“And did he marry that Isabel Grey of Ashburton?”

“No, she married a fat and well-liking Devonshire squire.”

“Poor Cuthbert; what a shame!”

“Oh, you need not pity him; few people marry their first love; he found ample consolation in Eveline de Courcy, daughter of the baron, had many bright-eyed sons and daughters, and lived happy, as the story-books say, ‘ever afterwards.’”

“But how was it ever known who were his true parents: for it must have been found out, or we should never have had this tale,” said an older boy.

“You remember the good old priest of S. Mary of the Steppes in Exeter?”

“Yes,” cried several, “he was sent to fetch that Sir John Redfyrne to old Madge.”

“Well, after the death of the poor old woman, he found a sealed packet in her chamber, directed to himself, with the words, ‘To be opened in case of my sudden death,’ which revealed the truth, but he dared not act upon it at once, in favour of an attainted person, and against a court favourite: he waited his time. Meanwhile, in the early years of Edward the Sixth, the Devonshire rebellion broke out, and suspected of being implicated therein, he fled across the seas, and eventually, after many years, became a monk in the Abbey of Bec. There he discovered the identity of Cuthbert, then resident at the castle of Courcy, hard by, with the youth who so narrowly escaped the scaffold at Exeter. Then he revealed the secret to Father Ambrose, and he to Cuthbert.”
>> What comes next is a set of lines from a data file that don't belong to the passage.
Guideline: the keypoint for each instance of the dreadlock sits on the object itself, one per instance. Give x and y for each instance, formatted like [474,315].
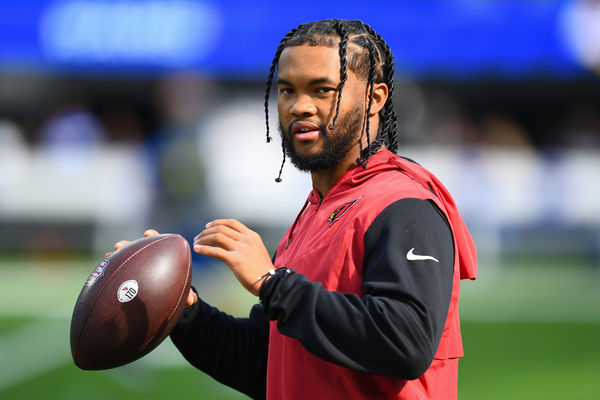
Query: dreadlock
[376,63]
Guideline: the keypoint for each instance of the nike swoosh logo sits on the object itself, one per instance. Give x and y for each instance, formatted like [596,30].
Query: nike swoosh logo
[416,257]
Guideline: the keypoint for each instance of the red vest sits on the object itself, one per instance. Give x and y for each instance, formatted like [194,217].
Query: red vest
[326,243]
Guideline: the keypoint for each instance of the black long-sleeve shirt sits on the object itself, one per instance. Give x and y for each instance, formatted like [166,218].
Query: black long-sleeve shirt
[393,329]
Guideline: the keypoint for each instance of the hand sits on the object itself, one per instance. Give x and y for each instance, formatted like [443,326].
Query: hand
[237,246]
[121,243]
[192,297]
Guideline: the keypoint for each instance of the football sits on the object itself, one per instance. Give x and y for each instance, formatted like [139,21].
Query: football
[130,302]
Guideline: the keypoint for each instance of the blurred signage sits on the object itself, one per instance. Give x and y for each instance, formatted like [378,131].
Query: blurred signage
[458,39]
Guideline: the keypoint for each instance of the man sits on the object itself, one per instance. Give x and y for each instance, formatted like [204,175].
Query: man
[361,300]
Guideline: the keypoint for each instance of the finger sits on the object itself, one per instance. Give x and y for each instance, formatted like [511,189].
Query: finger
[211,251]
[192,298]
[231,223]
[216,239]
[121,243]
[219,230]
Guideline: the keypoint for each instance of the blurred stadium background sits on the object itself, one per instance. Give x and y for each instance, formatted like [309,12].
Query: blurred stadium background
[120,115]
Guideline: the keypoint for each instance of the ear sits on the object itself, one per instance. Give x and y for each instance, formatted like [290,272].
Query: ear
[380,94]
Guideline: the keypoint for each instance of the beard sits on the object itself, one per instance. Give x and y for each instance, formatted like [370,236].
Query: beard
[336,143]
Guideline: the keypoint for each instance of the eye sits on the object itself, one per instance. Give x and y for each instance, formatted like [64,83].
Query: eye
[324,90]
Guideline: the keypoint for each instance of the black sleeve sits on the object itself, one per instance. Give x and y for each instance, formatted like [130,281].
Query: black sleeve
[395,328]
[231,350]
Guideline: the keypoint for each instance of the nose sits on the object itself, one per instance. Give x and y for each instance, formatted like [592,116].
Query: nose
[303,106]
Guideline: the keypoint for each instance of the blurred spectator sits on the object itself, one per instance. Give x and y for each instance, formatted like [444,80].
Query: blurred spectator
[582,129]
[69,136]
[14,155]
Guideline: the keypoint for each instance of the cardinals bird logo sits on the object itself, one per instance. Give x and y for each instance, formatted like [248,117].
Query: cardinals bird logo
[341,210]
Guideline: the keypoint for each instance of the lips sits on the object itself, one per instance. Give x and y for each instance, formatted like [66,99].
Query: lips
[305,130]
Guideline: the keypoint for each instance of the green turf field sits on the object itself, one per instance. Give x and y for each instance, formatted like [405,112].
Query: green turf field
[530,332]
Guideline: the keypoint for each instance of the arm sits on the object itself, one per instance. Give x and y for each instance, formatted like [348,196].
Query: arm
[395,328]
[231,350]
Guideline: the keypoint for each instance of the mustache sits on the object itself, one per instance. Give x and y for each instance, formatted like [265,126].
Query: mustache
[288,131]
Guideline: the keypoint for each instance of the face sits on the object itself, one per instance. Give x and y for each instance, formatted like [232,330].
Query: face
[309,77]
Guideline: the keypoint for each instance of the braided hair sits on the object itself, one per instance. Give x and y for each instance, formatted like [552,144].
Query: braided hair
[374,61]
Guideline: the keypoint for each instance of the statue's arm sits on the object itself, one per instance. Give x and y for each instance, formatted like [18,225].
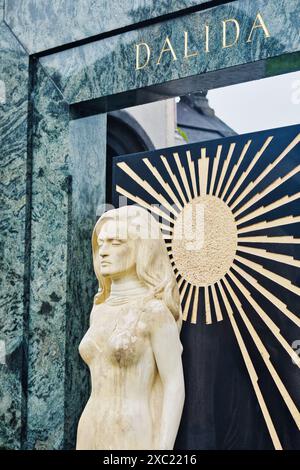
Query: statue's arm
[167,350]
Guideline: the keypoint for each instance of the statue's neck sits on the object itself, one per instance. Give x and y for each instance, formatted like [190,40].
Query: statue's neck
[126,288]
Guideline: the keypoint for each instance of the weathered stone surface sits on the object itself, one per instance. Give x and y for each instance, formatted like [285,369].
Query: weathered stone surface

“Then why did not Cuthbert claim his own?” said many at once.

“Because he had already attained all he desired in France, and the England of Elizabeth, much as it is lauded by many, had no attractions for him: besides there would have been the old question of the Supremacy to have fought out again; I am not in a position to say that his opinions had undergone any change on that point, and otherwise he could not have lived in peace in his native land.”